L'editoriale

Confermando lo spacchettamento in quattro tronconi del processo Eternit bis a carico dell’ex re dell’amianto Stephan Schmidheiny, i giudici della Corte di Cassazione hanno indubbiamente inferto un ennesimo duro colpo al morale dei famigliari delle vittime, la cui fiducia nella giustizia, dopo sette anni di udienze, condanne, proscioglimenti, annullamenti e ricorsi bocciati, ormai vacilla. Ancora una volta, si ricomincia tutto da capo in quattro diversi tribunali, in un contesto pieno di incognite su cui incombe lo spettro della prescrizione del reato per molte delle vittime innocenti, morte ammazzate dall’amianto utilizzato nel nome del profitto e in pieno disprezzo della salute dei lavoratori e dei cittadini.

 

È sfiancante e frustrante vedere come nonostante l’evidenza delle responsabilità non si riesca, per un motivo o per l’altro, ad arrivare a una condanna in tempi ragionevoli. È disarmante osservare come in uno Stato di diritto si faccia tanta fatica a far collimare le leggi con il buonsenso e con la giustizia, ad accertare le colpe di un potente miliardario e a riconoscere i diritti delle vittime innocenti.

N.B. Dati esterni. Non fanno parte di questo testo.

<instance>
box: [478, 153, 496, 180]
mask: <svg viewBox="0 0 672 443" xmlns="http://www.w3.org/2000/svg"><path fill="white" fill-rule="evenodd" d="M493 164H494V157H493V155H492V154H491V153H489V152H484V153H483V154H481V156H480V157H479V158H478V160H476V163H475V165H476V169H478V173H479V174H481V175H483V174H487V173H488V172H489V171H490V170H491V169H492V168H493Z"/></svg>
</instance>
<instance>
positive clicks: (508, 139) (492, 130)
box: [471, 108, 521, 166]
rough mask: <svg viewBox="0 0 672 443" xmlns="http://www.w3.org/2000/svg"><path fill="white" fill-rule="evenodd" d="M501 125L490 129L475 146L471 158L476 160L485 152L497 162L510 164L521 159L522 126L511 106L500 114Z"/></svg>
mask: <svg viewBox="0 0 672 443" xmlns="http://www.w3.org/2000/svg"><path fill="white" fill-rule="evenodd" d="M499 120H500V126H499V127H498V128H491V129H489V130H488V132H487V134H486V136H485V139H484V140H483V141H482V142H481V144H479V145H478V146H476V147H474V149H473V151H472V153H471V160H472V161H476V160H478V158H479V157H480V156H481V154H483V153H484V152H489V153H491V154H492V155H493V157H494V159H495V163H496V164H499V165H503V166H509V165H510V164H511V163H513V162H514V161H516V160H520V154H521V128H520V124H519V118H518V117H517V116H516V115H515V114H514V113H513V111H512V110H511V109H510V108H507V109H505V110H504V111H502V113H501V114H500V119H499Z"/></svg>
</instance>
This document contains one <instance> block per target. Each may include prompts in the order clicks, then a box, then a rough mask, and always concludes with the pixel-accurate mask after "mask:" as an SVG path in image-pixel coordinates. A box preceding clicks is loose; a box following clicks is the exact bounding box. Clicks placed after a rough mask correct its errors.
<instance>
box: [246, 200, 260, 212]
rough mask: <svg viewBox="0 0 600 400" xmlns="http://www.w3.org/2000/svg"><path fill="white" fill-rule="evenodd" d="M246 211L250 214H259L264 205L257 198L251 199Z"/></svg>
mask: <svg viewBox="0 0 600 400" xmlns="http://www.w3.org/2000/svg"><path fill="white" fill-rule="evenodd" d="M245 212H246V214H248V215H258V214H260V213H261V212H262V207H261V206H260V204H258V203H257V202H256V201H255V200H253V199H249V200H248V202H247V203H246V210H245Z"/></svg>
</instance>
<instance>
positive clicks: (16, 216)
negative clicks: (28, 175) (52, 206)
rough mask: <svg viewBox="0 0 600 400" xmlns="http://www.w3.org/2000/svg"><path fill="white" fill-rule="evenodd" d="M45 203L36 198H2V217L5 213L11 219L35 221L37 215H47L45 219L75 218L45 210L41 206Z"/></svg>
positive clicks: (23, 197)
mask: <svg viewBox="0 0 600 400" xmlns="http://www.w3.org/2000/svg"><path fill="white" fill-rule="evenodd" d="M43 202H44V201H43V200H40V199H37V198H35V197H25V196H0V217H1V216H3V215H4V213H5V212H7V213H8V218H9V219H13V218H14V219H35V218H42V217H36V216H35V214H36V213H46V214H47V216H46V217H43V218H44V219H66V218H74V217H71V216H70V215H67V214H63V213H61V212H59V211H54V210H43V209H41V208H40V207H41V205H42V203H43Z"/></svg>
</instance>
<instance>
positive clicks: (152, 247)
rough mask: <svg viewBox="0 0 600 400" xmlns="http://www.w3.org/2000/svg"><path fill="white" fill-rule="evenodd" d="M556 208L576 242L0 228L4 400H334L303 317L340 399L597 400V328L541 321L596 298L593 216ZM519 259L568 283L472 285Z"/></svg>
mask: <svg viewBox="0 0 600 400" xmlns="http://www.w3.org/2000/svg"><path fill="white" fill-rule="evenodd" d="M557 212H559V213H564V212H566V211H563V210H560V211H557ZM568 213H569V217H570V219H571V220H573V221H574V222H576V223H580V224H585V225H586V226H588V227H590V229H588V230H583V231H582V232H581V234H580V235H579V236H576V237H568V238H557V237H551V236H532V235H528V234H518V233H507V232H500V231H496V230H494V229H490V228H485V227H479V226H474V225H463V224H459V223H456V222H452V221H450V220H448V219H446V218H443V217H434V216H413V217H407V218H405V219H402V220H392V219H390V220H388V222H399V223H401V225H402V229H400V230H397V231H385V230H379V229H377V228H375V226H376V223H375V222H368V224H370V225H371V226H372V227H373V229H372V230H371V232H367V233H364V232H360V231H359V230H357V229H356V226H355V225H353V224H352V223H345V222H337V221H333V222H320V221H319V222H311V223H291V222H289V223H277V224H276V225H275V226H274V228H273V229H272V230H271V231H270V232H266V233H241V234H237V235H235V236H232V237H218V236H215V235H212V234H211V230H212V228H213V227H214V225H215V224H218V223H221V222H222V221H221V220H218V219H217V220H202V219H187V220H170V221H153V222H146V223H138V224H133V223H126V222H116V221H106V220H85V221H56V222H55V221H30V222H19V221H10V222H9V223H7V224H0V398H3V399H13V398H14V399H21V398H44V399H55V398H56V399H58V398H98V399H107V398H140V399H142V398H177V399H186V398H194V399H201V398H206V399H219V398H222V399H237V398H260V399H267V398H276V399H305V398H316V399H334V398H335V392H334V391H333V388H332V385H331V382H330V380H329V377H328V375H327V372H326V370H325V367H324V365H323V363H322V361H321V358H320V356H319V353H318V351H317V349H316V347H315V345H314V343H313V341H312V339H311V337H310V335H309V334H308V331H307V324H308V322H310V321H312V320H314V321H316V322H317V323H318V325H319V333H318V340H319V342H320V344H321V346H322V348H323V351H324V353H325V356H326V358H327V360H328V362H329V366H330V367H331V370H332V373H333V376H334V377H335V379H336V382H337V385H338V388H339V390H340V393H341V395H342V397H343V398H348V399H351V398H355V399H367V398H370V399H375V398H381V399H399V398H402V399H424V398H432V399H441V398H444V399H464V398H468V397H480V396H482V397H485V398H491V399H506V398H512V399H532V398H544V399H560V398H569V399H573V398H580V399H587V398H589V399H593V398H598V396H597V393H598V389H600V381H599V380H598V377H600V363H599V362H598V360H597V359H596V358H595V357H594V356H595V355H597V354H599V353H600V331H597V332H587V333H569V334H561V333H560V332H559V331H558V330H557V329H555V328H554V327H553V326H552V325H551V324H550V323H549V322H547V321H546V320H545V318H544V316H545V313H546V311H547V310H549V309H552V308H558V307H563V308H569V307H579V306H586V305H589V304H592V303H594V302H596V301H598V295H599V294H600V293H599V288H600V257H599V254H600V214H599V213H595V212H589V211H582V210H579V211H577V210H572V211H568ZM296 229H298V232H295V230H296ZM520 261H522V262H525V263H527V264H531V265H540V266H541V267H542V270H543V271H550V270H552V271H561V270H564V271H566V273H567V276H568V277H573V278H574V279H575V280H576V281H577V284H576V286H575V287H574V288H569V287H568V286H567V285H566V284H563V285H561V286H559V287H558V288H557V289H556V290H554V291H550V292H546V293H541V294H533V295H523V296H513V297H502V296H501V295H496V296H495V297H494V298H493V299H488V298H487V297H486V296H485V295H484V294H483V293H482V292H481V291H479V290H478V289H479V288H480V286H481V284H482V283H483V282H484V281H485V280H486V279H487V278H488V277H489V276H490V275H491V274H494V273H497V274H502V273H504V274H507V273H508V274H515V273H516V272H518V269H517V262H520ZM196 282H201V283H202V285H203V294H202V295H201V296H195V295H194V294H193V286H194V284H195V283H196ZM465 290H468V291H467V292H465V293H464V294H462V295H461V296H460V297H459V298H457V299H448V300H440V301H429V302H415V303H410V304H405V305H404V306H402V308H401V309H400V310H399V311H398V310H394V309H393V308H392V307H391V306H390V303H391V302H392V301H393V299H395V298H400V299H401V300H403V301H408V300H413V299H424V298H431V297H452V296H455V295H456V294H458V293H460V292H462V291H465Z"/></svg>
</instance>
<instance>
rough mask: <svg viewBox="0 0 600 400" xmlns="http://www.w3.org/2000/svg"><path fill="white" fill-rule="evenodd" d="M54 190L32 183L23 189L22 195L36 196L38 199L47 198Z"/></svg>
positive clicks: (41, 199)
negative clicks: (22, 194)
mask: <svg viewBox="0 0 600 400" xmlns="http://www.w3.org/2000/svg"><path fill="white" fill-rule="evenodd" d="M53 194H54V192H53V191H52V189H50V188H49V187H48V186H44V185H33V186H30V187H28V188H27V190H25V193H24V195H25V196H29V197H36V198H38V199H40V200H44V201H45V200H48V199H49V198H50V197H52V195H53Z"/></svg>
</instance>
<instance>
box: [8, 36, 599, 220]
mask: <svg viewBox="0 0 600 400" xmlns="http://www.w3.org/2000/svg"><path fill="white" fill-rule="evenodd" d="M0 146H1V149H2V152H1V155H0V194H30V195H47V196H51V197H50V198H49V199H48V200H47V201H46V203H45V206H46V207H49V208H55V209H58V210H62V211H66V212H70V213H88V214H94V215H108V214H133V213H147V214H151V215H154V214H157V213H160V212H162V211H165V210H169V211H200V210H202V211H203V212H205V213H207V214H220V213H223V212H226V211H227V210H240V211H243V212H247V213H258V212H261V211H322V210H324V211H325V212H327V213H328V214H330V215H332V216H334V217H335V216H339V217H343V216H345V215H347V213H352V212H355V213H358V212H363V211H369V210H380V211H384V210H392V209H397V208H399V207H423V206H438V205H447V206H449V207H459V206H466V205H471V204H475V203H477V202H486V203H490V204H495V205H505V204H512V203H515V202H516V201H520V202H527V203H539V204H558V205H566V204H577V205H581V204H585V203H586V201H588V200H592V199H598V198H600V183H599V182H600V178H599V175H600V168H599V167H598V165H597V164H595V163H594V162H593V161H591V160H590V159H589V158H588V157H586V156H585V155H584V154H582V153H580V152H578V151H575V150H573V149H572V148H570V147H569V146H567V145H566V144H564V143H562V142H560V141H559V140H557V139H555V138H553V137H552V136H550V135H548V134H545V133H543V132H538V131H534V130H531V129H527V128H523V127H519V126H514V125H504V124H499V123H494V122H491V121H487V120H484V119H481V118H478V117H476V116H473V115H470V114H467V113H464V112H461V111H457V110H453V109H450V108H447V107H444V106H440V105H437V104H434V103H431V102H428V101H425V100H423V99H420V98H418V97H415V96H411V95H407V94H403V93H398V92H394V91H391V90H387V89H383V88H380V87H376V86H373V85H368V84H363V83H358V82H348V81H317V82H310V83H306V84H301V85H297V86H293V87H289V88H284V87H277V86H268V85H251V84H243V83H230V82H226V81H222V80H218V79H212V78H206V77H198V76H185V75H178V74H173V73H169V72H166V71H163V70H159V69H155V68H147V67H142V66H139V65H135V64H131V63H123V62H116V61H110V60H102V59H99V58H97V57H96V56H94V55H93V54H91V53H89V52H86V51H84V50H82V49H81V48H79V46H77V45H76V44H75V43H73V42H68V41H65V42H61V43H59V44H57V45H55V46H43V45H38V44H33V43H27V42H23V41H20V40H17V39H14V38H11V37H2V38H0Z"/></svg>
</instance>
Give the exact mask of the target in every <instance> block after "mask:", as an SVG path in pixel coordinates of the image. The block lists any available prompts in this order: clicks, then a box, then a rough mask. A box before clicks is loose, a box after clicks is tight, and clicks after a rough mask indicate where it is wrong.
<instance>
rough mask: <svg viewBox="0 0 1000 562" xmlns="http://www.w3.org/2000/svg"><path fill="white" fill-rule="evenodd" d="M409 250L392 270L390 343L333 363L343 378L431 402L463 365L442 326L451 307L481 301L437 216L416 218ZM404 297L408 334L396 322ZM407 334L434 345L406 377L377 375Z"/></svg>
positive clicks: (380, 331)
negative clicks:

In Svizzera, patria dell’Eternit e centrale di comando della lobby mondiale dell’amianto, a nessun procuratore è mai nemmeno venuto in mente di chiamare Schmid­heiny a rendere conto del suo comportamento davanti alla giustizia penale. In Italia perlomeno i processi si celebrano. Anche se la decisione della Cassazione complica un po’ la situazione poiché priva le vittime della possibilità di procedere compatte in un unico fronte, il miliardario svizzero verrà comunque giudicato da quattro tribunali.


Rimane dunque intatta la speranza di giungere un giorno a una sua condanna, che sarebbe fondamentale sia per le vittime dell’Eternit oggetto di questi processi sia per tutte le vittime del lavoro, di oggi e di domani. Perché altrimenti sarebbe come se lo Stato dicesse “va bene così”, come se la criminalità d’impresa fosse una bagattella.


Ma al di là di questo aspetto e comunque vada a finire, va sottolineato che con l’inchiesta Eternit la Procura di Torino ha scritto una pagina di storia e fornito un contributo alla verità e alla conoscenza dei fatti. Non solo perché il processo ha avuto eco a livello mondiale, ma anche per la qualità delle indagini che hanno consentito di ricostruire le nefandezze compiute dall’industria del cemento-amianto nel contesto internazionale, per quasi cent’anni sotto la regia della famiglia Schmidheiny. L’unione dei produttori in un cartello europeo, la delegittimazione degli studiosi, la corruzione di scienziati per negare le evidenze scientifiche sulla pericolosità dell’amianto, lo spionaggio a danno dei sindacati e delle associazioni delle vittime, l’informazione pilotata dei lavoratori e dell’opinione pubblica: sono solo alcune delle verità svelate dall’inchiesta Eternit, cui va dunque un grande merito. Comunque vada a finire.